Un’insurrezione che può definirsi come il primo esempio di resistenza di tutta la popolazione napoletana d qualsiasi ceto e assieme ai militari. Importantissima la partecipazione femminile, di cui l’emblema è Maddalena Cerasuolo, medaglia di Bronzo al valore civile per le sue azioni. In una certa misura vi è un contributo anche da parte degli scugnizzi e dei femminielli, a dimostrazione della partecipazione corale.

Di fronte ad un esercito ber organizzato ed armato l’insurrezione popolare al netto del coraggio, probabilmente non avrebbe avuto successo, il fattore che aiuta i napoletani a cacciare i tedeschi dalla città è legato al fatto che i tedeschi stessi, come già accennato, sanno che le truppe alleate a giorni saranno a Napoli e avrebbero lasciato la città comunque prima del loro arrivo, senza alcun combattimento. Il merito dell’insurrezione è quello di accelerare i tempi della ritirata tedesca, limitando così i danni inferti alla città e il numero degli uomini rastrellati a circa 8.000.

Le truppe tedesche nella ritirata si stabiliscono momentaneamente sulle linee di fronte a nord di Napoli non senza averla cannoneggiata dalle colline di Capo di Monte, procurando ulteriori feriti e morti. come la Linea Gustav e a Roma stessa oramai città prigioniera.

1 ottobre – Verso le 9:30 le truppe della 5a Armata statunitense entrano nella città senza sparare alcun colpo, dopo una diffidenza iniziale, le riserve si sciolgono e i soldati vengono inondati da un grande entusiasmo da parte della popolazione. Stessa sorte per il loro comandante, il generale Mark Clark che all’arrivo in città viene invitato dall’arcivescovo di Napoli Alessio Ascanesi ad una messa in suo onore. Il rettore dell’università Adolfo Amodeo gli offre la laurea honoris causa, Clark diviene simbolicamente il re della città e realmente il comandante.

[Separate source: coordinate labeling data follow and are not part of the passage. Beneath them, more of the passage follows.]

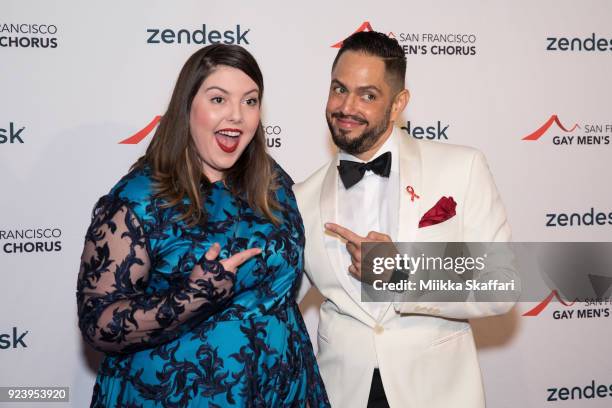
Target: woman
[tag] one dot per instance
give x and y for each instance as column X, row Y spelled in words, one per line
column 191, row 263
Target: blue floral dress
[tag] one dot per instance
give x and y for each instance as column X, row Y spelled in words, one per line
column 223, row 340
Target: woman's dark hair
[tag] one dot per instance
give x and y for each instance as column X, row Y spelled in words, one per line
column 173, row 157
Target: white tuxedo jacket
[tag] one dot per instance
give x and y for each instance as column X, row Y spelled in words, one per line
column 425, row 352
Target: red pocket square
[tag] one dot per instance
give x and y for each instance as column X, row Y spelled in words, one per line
column 442, row 211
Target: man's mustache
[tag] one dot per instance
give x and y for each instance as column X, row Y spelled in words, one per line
column 340, row 115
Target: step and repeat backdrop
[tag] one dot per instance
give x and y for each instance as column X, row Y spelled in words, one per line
column 527, row 82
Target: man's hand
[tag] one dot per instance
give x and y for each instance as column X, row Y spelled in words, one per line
column 232, row 263
column 353, row 244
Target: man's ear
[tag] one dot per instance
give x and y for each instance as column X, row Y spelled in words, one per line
column 399, row 104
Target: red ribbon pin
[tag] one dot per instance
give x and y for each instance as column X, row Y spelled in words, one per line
column 413, row 195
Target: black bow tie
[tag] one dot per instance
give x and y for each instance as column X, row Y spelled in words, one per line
column 352, row 172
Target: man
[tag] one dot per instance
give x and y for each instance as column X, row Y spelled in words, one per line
column 391, row 354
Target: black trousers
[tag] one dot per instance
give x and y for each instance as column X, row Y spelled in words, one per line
column 377, row 398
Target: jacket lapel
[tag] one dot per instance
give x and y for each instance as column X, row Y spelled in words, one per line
column 333, row 244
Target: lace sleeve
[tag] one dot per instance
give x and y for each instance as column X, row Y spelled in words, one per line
column 116, row 315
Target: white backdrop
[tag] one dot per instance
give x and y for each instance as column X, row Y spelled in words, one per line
column 99, row 81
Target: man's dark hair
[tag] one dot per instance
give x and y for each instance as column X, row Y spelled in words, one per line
column 379, row 45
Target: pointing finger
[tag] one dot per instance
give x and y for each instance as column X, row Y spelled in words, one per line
column 345, row 233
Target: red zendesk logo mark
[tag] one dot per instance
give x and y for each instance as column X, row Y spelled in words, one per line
column 553, row 119
column 142, row 133
column 542, row 305
column 365, row 26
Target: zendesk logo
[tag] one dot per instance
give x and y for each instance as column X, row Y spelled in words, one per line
column 13, row 340
column 203, row 36
column 554, row 119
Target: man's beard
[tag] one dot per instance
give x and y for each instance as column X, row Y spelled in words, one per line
column 364, row 141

Ai fatti di Napoli è dedicato il film di Nanni Loy “Le quattro giornate di Napoli” del 1962. Alla sua uscita il film suscitò scalpore e critiche da diverse parti. In Italia dalla parte degli antifascisti perché vedevano una rappresentazione scarna del loro coinvolgimento. Nella Germania dell’Ovest arrivarono critiche durissime per la rappresentazione della violenza gratuita fatta dai soldati della Wehrmacht, ovvero dell’esercito ordinario che si macchia di crimini di guerra, perché fino a quel momento nell’immaginario si riteneva che questi comportamenti efferati fossero prerogativa esclusiva delle famigerate SS (Schutzstaffel).

8 SETTEMBRE 1943-23

80° ANNIVERSARIO

Sono scoccati gli ottant’anni di quell’8 settembre ’43 giorno cruciale per l’Italia, giorno in cui viene lasciata allo sbando dai vertici di comando aprendo così la strada al caos.

9 settembre 2023 Commemorazione a piazza caduti della Montagnola

Ore 18:30 ora italiana: il generale delle forze angloamericane Eisenhower proclama l’armistizio da Radio Algeri, una mossa che sorprende e costringe il maresciallo Badoglio ad annunciare a sua volta l’armistizio alla popolazione, lo fa frettolosamente circa un’ora dopo ai microfoni dell’EIAR.

Il testo del proclama di Badoglio letto alla radio:

«Il governo italiano, riconosciuta la impossibilità di continuare la impari lotta contro la soverchiante potenza avversaria, nell’intento di risparmiare ulteriori e più gravi sciagure alla Nazione, ha chiesto un armistizio al generale Eisenhower, comandante in capo delle forze alleate anglo-americane.

La richiesta è stata accolta.

Conseguentemente, ogni atto di ostilità contro le forze anglo-americane deve cessare da parte delle forze italiane in ogni luogo.

Esse però reagiranno ad eventuali attacchi da qualsiasi altra provenienza.»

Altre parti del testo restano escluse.